Mevrouw de minister, hoe ziet u de toekomstige structuur en financiering van de huidige Provinciale Landbouwkamers? Binnen welke termijn denkt u de eventuele nieuwe adviesstructuur te realiseren? Welke rol wilt u toebedelen aan de provincies?
De voorzitter : De heer Stassen heeft het woord.
De heer Jos Stassen : Het Vlaams Parlement heeft tot nu toe twee onderzoekscommissies gehad, een over de scheepskredieten en een over de steenkoolmijnen.
Die hadden allebei te maken met problemen van overheveling van bevoegdheden. Overheveling van bevoegdheden is een goede zaak, maar moet goed worden voorbereid en opgevolgd.
Mevrouw de minister, u speelt open kaart met het parlement. Op die manier worden veel problemen opgevangen. We moeten deze delicate operatie de nodige tijd geven. Door hervormingen in Volksgezondheid en Landbouw op het federaal niveau, en door de Europese problemen, is deze materie erg ingewikkeld geworden. We moeten de minister de kans geven om alles rustig uit te bouwen.
Ook onder de vorige regering zijn er bevoegdheden opgesplitst. We hebben daar dus ervaring mee. Ik pleit dan ook voor een overdachte overgang en een goede opvolging door het parlement.
De voorzitter : In de commissie voor Landbouw was iedereen het erover eens dat het een moeilijke operatie is. De minister heeft voorgesteld om over een half jaar een evaluatie te maken. Alle commissie- en parlementsleden hebben het recht om daarover vragen te stellen.
Landbouw en Leefmilieu zijn met elkaar vervlochten. Naar aanleiding van de landbouwersacties heeft minister-president Dewael gezegd dat hij een gesprek zou organiseren over de sociale en economische gevolgen van de afbakening van de kwetsbare gebieden. Toen ik daarnaar informeerde, vertelde men mij dat dat onder Leefmilieu valt. Het is duidelijk dat die twee gebieden in elkaars vaarwater komen. Het zou niet slecht zijn om daarover duidelijkheid te creëren.

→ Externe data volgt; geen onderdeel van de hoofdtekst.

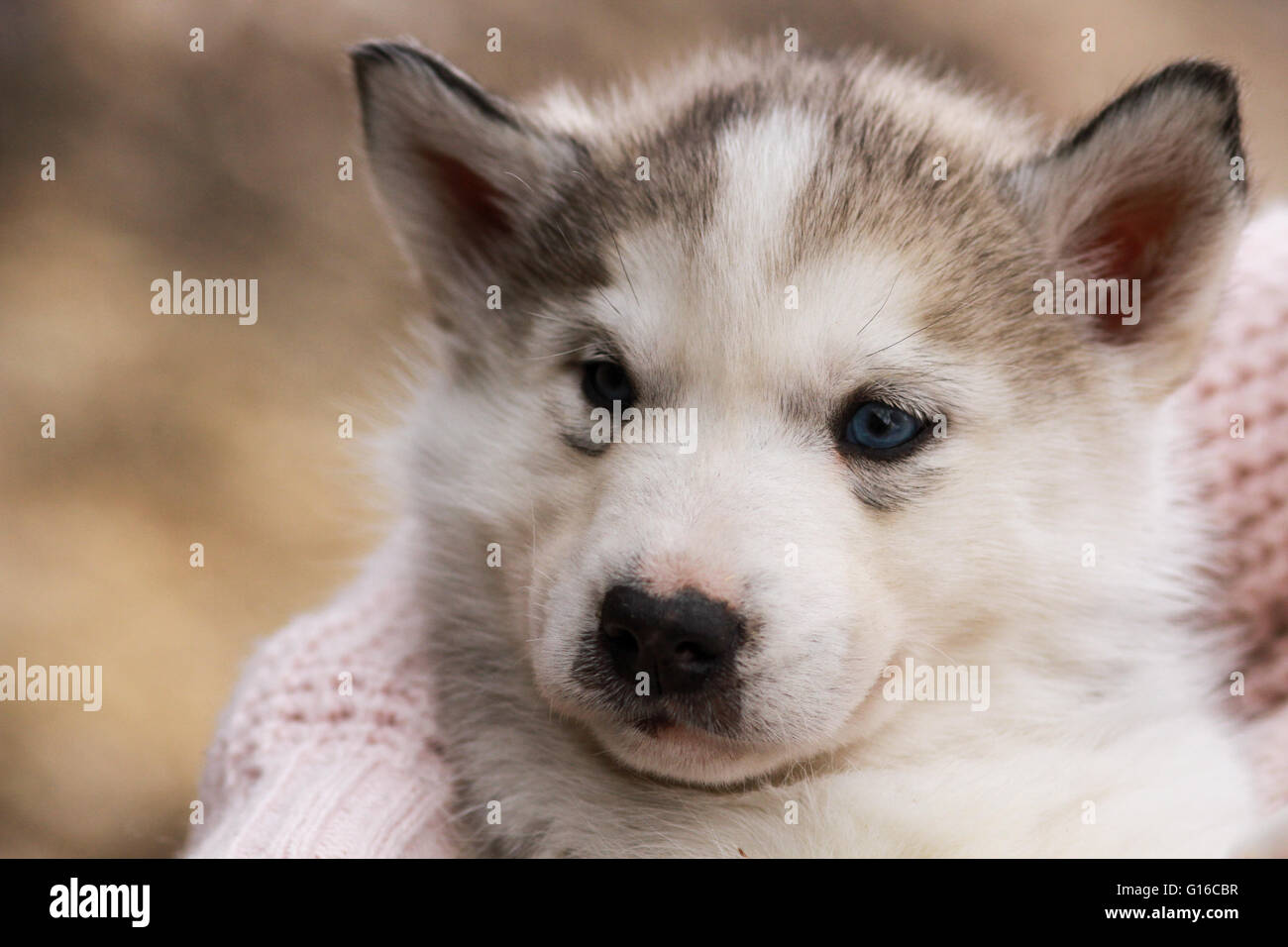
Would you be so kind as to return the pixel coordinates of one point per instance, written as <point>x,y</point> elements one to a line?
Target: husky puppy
<point>868,449</point>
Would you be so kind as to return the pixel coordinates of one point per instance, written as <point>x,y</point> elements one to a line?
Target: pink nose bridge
<point>707,571</point>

Minister Vera Dua : Mijnheer de voorzitter, we staan voor een moeilijke operatie. We moeten zorgen voor een vlotte overgang die goed moet worden voorbereid. De continuïteit is van essentieel belang. We moeten respect opbrengen voor de positie van de ambtenaren en er mag ook geen hinder zijn voor de boeren en tuinders. Geen enkele boer zou het verschil mogen merken, tenzij het om een verbetering gaat.

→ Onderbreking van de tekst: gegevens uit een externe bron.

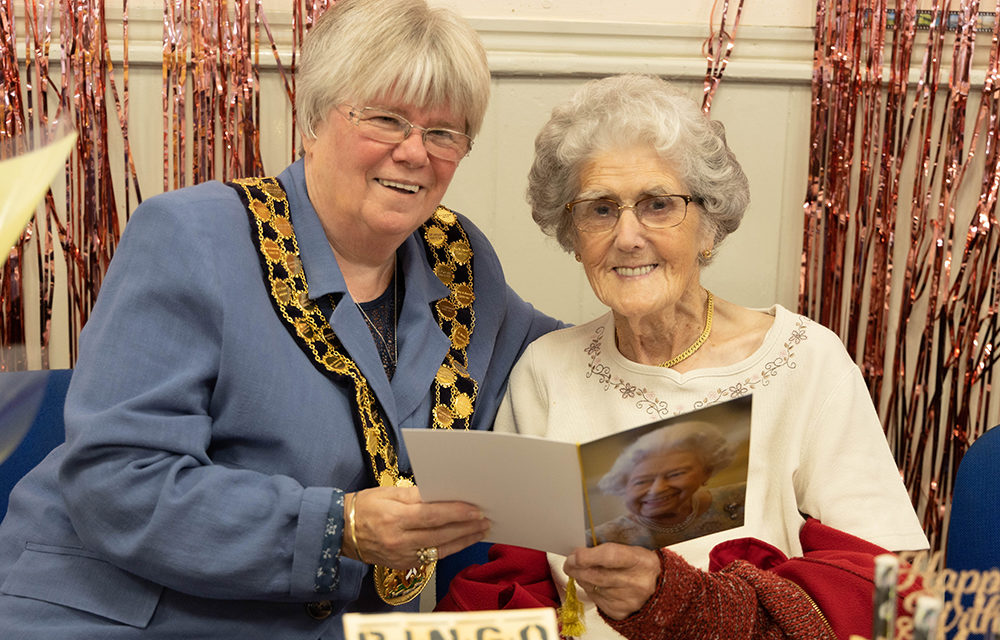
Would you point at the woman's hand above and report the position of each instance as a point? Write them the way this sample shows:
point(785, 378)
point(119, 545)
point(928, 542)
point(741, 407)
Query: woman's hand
point(618, 578)
point(391, 526)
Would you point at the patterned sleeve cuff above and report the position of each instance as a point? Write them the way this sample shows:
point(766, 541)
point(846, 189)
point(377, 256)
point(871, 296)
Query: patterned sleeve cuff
point(327, 569)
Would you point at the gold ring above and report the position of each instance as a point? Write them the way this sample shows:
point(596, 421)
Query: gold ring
point(427, 555)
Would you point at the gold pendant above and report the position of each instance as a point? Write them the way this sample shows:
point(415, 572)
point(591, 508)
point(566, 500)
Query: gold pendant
point(395, 586)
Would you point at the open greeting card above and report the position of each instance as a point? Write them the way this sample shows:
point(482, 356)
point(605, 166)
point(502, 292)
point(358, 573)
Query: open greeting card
point(652, 485)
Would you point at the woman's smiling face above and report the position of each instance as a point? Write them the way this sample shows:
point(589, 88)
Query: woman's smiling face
point(637, 271)
point(662, 485)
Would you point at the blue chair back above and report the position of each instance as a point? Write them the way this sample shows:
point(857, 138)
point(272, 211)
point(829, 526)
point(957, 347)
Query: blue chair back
point(31, 422)
point(974, 524)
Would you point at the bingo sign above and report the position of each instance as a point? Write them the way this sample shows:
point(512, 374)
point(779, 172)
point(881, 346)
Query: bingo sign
point(516, 624)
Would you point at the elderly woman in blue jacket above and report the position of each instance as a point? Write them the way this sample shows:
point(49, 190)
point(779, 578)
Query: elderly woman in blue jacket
point(233, 464)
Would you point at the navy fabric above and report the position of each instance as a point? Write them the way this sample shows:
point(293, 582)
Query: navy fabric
point(974, 525)
point(31, 410)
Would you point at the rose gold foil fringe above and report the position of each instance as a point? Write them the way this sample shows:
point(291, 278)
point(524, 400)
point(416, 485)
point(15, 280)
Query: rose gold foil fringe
point(210, 97)
point(923, 330)
point(717, 49)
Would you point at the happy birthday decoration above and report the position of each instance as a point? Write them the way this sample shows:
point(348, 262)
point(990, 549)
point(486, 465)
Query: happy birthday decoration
point(900, 243)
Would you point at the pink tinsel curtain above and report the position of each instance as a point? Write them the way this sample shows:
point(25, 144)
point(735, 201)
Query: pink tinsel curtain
point(211, 115)
point(900, 247)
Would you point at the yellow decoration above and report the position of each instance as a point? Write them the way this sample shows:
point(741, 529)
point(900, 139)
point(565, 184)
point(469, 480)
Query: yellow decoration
point(24, 179)
point(571, 613)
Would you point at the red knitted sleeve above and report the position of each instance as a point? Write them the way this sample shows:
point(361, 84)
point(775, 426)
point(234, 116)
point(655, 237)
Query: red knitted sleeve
point(741, 602)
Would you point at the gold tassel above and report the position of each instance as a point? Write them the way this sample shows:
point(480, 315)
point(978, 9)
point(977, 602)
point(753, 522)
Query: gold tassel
point(571, 613)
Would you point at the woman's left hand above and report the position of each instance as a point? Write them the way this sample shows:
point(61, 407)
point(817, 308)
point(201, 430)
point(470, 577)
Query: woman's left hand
point(618, 578)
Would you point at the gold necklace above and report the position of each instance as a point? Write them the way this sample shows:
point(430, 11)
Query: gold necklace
point(449, 251)
point(687, 353)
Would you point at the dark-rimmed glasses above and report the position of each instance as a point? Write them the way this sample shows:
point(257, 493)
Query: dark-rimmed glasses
point(653, 212)
point(386, 126)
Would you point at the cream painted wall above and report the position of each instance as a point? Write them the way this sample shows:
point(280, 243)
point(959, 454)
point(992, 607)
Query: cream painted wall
point(755, 12)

Sommige onderdelen van de landbouwbevoegdheid gaan naar het Voedselagentschap, andere naar Economie en nog andere naar de gewesten. Daarnaast wordt het Copernicusplan voor de ambtenaren uitgevoerd. Dat maakt het er niet gemakkelijker op voor het Voedselagentschap. Op dat vlak heeft mevrouw Merckx verwezen naar mevrouw Neyts, die op 18 december 2001 in de Kamer zei dat de gewesten hun huiswerk niet goed hebben gemaakt. Dit is zeer onterecht. Bovendien bevond ik me in een zeer moeilijke positie omdat ik geen enkele ambtenaar een opdracht kon geven. Telkens als we informatie nodig hadden, moesten we via mevrouw Neyts gaan. Ik had nog het geluk dat mijn opdrachthouder de zaak goed kende. We hadden immers geen enkele toegang tot die administratie.
Deze overhaasting is voor een aantal ambtenaren niet evident. Dat is normaal en was ook het geval bij Openbare Werken. Zeker in de beginfase was het niet gemakkelijk om dit probleem aan te pakken omdat er een zekere terughoudendheid bestond. Sedert 1 januari gaat dit voor de Vlaamse ambtenaren zeker niet meer op. In elk geval kan ik u verzekeren dat er sinds augustus vorig jaar vanuit het Vlaamse landbouwbeleidsniveau grote inspanningen zijn geleverd. Hierbij heeft de directeur-generaal van de ALT altijd heel intensief samengewerkt met de andere ambtenaren. We hebben de zaak goed voorbereid, gezien de beperkte mogelijkheden die we hadden. Pas vanaf 1 januari kunnen we ten volle opdrachten geven aan de ambtenaren waardoor we het beleid ook echt kunnen sturen.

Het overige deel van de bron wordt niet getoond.